Before I conclude my comments, I'd like to mention one other issue that's relevant to this discussion. It is in the interests of Muslim and non-Muslim Canadians alike to see that our Muslim fellow citizens are fully welcomed and integrated into Canadian society. To this end, the RCMP has been engaging in community outreach programs to establish closer relations with members of the Muslim community and other minorities and build a relationship of trust.
Such programs are not without their pitfalls, however, and considerable care has to be taken in establishing the motives of the groups involved. As some of you may recall, the RCMP learned last September that some of the organizations it had reached out to were not exactly what they made themselves out to be.
The National Council of Canadian Muslims, the NCCM, whose executive director appeared before this committee on March 12, had reportedly spent 14 months along with another Muslim organization producing a handbook titled “United Against Terrorism”. The RCMP agreed to contribute a section to this booklet. Indeed, the RCMP's name and logo appeared on the handbook's cover.
Shortly before its release, however, and with the book already in print, the RCMP decided not to proceed with the project and according to media reports withdrew its support because of the adversarial tone of parts of the publication. Some accounts reported that one of the concerns was that the handbook counselled Muslims to limit the extent of their cooperation with Canadian security and intelligence agencies.
Had the RCMP investigated the background of the NCCM more closely, they would have realized that there was reason to be cautious about becoming involved with it in the first place.

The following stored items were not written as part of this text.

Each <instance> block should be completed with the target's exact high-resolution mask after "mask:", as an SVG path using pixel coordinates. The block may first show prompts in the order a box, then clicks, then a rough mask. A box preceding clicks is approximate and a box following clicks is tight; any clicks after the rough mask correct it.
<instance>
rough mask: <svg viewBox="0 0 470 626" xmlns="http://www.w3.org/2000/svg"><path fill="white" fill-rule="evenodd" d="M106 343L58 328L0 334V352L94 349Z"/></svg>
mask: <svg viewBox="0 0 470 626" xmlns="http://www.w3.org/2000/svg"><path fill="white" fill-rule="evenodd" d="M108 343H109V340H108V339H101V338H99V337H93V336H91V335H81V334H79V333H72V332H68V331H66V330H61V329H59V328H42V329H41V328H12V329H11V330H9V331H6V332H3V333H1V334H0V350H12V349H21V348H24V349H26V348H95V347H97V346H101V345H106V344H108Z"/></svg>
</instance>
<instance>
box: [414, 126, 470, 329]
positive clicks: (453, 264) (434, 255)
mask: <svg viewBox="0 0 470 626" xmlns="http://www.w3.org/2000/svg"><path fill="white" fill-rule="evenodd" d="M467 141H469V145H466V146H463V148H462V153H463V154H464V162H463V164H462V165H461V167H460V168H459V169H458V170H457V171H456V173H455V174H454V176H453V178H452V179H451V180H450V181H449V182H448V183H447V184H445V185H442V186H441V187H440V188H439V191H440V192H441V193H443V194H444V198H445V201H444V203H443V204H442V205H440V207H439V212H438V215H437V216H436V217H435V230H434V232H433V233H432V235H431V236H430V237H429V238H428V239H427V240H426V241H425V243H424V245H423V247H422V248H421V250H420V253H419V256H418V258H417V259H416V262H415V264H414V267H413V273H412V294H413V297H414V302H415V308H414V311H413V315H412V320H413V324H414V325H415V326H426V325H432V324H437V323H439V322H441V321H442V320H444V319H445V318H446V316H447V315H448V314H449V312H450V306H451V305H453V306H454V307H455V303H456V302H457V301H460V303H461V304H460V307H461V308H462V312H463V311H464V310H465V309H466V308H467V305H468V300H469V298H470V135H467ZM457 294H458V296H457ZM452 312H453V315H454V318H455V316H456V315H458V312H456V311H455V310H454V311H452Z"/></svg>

Back in 2007, for example, the director general of communications at CSIS stated that the organization, under the name it used until 2013, the Council on American-Islamic Relations Canada, or CAIR-CAN, seemed to be advising Muslim Canadians not to help CSIS discharge its duties, while at the same time it was making vague accusations to the media about inappropriate behaviour by CSIS staff and yet never making use of the opportunities available to them, of which they were aware, to alert CSIS management of the allegedly unacceptable behaviour.
I have in fact myself been tracking the activities of the NCCM through its various name changes over the past 15 years and am therefore familiar with its objectives and modus operandi. I devoted five pages to describing these in a 2006 study published by the Fraser Institute. The National Council of Canadian Muslims clearly states that it rejects terrorism, and in its earlier guise, CAIR-CAN went to great if not altogether successful efforts to dissociate itself from its sister organization, CAIR in the United States, after senior figures in the latter had been convicted on terrorism charges.
Nonetheless, NCCM uses a divisive and exaggerated victimology narrative, not unlike that used by terrorist organizations such as ISIS, to the effect that Muslims are constantly being subject to discrimination. I might mention one of their arguments was there was a spike in anti-Muslim acts after 9/11. In fact, there was for two or three months, but since then there have been three times as many anti-Jewish acts, even though there are far fewer Jewish people in Canada than Muslims.